One of those cemeteries, once on the family's homestead, was located in the middle of a vast stretch of woods now owned by Rayonier, a timber company. We figured we would never find it, so we scratched it off our list. But on our way to another cemetery, we passed a Rayonier office and stopped in. The rangers there not only got out maps but also led us to the cemetery - a trip down narrow dirt roads, through soft sand and around dozens of twists and turns. Now you can't beat that for Southern hospitality! Walking through the woods with our escorts, we soon discovered, beneath a giant oak tree, the grave site of my husband's great-, great-, great-grandmother, Sarah Cornelius, wife of the tax receiver. We learned she was born in 1808 and died in 1845, at the age of 37, leaving behind five young children for Benjamin, who never remarried, to raise - more information to add to our family history database.

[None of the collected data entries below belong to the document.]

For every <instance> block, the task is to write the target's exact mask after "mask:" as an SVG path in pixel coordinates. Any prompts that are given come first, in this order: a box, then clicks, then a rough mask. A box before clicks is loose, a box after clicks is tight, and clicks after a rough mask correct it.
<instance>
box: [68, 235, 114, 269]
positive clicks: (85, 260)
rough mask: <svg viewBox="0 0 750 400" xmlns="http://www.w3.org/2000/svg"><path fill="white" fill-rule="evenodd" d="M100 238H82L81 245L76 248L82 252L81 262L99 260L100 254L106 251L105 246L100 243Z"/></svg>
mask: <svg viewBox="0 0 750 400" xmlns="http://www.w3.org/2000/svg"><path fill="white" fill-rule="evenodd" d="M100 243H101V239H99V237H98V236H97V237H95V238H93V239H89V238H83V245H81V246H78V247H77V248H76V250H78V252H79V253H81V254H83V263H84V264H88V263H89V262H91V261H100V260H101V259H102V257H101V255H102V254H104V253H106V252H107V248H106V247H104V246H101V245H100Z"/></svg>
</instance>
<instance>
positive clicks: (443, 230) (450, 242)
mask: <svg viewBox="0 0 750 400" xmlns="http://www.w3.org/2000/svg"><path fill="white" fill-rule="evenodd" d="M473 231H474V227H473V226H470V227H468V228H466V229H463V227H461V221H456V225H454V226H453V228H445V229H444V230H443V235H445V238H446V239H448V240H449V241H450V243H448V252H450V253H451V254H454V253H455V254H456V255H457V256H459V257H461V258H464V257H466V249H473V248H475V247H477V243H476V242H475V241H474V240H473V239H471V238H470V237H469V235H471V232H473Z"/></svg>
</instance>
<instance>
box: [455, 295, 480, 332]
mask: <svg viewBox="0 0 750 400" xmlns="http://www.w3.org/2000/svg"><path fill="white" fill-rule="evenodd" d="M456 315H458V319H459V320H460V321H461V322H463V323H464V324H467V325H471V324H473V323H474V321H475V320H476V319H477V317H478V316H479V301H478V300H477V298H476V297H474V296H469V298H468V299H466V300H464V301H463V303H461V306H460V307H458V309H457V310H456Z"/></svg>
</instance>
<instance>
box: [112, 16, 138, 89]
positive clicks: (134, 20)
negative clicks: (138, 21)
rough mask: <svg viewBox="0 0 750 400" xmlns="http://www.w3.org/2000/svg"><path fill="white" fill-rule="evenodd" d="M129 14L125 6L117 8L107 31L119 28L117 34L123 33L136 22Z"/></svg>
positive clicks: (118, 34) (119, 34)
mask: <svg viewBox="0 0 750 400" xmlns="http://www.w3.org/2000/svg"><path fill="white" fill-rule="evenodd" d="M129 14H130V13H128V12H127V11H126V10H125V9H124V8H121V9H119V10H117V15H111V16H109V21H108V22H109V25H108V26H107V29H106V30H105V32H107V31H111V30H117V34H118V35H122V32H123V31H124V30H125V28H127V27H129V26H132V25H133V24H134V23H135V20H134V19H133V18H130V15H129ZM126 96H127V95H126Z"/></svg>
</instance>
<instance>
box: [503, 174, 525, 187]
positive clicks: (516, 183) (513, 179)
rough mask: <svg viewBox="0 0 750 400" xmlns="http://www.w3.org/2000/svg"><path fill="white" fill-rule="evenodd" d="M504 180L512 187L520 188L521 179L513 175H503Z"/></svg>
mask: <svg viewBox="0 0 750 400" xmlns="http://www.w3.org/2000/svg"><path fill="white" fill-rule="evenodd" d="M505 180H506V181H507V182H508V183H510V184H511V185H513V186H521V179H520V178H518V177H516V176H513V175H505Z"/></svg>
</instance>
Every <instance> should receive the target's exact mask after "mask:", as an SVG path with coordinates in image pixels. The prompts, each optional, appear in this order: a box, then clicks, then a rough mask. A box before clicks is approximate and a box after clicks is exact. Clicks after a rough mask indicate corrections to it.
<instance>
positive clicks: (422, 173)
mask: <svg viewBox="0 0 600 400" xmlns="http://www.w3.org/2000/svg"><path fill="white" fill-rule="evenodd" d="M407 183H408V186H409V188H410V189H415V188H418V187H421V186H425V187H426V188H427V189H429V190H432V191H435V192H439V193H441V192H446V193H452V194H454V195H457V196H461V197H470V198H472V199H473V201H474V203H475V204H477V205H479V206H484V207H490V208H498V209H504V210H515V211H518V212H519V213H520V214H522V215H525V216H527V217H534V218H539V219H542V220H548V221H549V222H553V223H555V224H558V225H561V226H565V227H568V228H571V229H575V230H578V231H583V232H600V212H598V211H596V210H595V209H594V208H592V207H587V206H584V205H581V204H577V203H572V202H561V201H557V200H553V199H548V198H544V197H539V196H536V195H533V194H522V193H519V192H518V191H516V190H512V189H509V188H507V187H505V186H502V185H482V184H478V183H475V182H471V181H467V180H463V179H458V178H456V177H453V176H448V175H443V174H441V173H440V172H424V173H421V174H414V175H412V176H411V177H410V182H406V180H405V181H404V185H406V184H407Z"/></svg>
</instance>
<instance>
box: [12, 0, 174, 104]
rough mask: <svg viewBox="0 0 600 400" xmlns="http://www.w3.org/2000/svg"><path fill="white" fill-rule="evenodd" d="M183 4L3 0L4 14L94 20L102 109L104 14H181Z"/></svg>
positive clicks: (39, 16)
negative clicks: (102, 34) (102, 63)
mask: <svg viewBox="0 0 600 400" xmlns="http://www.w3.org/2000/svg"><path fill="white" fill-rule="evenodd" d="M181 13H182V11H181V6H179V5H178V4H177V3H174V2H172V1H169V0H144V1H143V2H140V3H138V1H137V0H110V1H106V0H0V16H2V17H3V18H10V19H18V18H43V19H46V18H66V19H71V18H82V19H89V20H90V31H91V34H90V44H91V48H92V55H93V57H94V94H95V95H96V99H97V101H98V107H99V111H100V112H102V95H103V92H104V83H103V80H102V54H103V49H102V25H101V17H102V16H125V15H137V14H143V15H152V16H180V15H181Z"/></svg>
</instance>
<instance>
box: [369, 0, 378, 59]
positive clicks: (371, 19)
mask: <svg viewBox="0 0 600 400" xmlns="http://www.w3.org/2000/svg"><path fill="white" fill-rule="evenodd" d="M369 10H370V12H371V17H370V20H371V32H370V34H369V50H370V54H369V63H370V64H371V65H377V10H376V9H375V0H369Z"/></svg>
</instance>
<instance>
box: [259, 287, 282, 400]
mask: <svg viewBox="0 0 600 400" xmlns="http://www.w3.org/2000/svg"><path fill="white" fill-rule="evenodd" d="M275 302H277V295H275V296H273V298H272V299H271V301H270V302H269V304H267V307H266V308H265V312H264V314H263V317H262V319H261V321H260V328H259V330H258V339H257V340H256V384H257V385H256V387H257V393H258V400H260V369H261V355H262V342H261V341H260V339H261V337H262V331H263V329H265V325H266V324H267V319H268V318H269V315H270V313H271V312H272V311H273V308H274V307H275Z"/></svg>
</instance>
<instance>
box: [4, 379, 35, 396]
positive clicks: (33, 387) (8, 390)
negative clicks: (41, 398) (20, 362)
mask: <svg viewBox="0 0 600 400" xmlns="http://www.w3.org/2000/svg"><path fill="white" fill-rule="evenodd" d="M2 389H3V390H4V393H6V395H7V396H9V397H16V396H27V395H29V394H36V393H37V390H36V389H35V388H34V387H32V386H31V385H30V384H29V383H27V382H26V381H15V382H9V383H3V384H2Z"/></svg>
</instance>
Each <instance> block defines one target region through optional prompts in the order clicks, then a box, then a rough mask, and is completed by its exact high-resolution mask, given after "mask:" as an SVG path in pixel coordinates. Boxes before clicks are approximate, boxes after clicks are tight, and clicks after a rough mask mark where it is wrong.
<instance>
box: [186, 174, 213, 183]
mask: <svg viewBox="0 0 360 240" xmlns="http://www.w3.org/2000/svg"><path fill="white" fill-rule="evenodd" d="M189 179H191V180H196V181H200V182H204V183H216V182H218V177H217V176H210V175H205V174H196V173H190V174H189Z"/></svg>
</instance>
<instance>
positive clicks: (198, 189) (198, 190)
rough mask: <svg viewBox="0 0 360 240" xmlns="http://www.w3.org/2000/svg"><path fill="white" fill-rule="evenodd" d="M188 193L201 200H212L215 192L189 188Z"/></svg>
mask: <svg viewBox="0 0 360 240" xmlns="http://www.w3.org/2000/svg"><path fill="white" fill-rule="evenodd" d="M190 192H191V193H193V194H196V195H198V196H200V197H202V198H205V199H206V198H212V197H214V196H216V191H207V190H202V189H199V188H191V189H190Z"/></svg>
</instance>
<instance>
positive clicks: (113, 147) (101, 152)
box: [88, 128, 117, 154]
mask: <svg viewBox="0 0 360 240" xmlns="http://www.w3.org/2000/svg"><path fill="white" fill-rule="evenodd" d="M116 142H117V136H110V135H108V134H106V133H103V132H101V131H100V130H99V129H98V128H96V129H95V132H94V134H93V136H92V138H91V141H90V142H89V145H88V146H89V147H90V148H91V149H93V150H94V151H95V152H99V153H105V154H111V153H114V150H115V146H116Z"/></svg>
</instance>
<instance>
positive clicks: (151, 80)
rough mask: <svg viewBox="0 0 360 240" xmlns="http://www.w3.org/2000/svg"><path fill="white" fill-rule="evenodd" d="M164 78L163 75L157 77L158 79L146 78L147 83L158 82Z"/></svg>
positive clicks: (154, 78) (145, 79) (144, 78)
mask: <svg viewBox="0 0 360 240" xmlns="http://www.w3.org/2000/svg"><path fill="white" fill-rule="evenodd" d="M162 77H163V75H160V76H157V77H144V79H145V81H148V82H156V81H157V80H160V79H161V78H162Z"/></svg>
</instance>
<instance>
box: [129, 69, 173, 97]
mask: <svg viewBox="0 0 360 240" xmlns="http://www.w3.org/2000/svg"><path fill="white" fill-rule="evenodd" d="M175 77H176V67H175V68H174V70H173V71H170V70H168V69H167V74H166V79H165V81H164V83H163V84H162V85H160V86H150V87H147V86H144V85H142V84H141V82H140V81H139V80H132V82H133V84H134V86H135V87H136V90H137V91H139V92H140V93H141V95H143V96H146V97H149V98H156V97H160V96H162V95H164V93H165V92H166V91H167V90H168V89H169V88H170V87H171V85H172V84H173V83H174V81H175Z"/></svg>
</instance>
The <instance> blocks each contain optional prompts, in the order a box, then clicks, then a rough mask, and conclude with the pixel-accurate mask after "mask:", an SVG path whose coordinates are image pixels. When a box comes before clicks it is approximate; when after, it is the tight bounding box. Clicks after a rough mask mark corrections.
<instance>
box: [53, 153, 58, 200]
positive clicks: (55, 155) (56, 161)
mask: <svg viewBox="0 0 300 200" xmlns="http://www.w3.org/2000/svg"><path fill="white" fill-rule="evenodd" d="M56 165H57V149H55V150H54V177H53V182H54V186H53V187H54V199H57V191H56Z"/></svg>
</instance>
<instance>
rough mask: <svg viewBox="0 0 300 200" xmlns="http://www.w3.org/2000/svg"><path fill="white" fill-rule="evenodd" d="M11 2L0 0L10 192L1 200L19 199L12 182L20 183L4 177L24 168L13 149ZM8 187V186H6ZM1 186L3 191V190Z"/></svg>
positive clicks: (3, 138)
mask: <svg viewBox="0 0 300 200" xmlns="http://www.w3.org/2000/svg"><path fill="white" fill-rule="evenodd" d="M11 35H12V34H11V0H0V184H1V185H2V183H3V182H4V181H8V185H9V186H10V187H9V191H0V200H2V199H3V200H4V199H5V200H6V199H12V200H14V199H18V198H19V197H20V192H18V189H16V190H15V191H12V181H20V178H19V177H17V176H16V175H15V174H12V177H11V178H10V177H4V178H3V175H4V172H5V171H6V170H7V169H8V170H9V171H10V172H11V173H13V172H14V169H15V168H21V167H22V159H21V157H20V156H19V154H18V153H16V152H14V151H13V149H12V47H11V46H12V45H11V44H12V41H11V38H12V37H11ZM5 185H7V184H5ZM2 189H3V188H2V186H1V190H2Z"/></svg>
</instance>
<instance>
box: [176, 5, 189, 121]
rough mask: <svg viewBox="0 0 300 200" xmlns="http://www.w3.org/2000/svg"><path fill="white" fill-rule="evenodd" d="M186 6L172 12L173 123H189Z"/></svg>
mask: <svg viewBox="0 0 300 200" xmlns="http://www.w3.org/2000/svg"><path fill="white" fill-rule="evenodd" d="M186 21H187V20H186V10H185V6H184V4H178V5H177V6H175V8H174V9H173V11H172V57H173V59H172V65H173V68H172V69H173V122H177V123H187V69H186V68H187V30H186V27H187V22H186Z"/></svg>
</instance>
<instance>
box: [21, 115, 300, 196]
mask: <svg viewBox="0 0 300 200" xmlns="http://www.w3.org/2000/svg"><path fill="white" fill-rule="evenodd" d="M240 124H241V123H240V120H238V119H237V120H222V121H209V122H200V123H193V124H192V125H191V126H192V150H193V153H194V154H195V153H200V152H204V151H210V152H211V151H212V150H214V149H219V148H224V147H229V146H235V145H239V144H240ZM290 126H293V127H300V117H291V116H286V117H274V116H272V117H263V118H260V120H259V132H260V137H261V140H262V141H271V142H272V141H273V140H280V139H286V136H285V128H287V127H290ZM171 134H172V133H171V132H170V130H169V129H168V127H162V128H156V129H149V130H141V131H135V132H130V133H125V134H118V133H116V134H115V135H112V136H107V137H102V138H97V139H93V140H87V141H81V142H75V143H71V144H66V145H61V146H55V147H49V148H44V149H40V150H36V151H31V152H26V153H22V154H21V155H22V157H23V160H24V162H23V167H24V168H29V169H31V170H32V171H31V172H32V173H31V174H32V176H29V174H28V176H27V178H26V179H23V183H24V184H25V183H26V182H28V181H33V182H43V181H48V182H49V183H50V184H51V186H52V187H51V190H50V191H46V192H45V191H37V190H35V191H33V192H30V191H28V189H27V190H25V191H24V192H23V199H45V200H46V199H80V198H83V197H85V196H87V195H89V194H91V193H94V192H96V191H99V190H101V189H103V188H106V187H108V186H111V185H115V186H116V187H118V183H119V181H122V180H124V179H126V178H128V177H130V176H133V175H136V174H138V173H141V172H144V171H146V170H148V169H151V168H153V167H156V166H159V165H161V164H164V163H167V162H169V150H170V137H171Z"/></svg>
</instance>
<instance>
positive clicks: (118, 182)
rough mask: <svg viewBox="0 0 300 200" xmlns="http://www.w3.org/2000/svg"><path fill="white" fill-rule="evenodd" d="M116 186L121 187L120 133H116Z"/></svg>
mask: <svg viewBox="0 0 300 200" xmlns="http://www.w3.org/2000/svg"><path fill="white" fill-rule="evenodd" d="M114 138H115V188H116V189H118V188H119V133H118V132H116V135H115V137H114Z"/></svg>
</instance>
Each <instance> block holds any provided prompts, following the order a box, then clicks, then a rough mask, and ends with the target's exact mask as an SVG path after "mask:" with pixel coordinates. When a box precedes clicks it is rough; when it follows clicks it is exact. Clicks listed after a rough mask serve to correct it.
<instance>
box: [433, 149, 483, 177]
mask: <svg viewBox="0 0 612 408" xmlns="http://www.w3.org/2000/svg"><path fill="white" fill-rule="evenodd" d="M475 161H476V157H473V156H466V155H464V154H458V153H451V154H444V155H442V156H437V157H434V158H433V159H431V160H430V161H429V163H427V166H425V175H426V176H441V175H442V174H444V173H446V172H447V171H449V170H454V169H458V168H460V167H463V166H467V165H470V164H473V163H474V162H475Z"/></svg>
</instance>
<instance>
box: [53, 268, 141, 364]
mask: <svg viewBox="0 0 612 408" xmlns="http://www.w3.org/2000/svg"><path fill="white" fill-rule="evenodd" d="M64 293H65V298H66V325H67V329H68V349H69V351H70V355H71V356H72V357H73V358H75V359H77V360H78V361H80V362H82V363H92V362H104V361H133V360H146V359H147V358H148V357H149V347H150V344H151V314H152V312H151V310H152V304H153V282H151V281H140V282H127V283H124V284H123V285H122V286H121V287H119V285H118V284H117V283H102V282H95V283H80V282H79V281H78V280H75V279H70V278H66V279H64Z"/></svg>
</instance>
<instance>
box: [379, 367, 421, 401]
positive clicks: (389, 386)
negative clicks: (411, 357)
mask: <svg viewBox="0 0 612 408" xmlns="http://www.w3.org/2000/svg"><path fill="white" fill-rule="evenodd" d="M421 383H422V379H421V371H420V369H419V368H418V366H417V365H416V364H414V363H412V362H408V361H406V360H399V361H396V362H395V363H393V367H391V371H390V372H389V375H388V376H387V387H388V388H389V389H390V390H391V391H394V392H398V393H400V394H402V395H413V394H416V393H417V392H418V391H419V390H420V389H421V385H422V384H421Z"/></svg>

On the next leg of our trip, our son joined us. We headed north, stopping at our "just for fun" destinations, along with other stops in Trenton, N.J., and in New York state at Albany, Ballston Spa, Glens Falls, Hudson Falls, Malone, Brushton and Massena - mostly small towns, where my side of the family once lived and some are buried. I often visited these towns and villages as a youngster, and claim Ballston Spa as my birthplace. But I was a youngster a long time ago, so it was a treat to go back to these places.

We visited the city where my parents met and the cathedral where they were married in 1944. I took pictures of houses my ancestors built and where generations of my family lived. I walked down the hilly sidewalk where as a child I roller skated into the arms of my grandfather. I stood in the yard of my first home where I once romped and played with my pet rabbit. We visited cemeteries, lots of cemeteries, where I gathered information to add to the family tree, and even learned the names of my paternal great-grandparents. It was a priceless road trip.

On a sad note, shortly after returning home, the house built nearly 150 years ago by my great-, great-grandfather in Brushton, N.Y., where four generations of my family had lived, burned to the ground, claiming the lives of its present-day owners.

Tips for genealogy road trips

1. Pack your camera and take pictures of family grave markers and other important finds. Don't rely on your memory.

2. Take along a notebook to record directions to cemeteries and family landmarks, to mark locations of family plots and markers, and to keep other notes.

3. Bring a good pair of walking shoes, as you never know when you might be tromping through places difficult to maneuver.

4. Stop at courthouses, churches, historical markers, libraries, museums and historical societies - all can yield unexpected discoveries.

5. Plan ahead. If you are taking a long trip, a timetable for each stop is vital. Before you go, gather as much information as possible. You don't want to get lost in a cemetery searching for an ancestor's marker when you have another hundred miles to drive before dinner.

My best advice: Don't put off taking such a trip. You will never regret going in search of your family.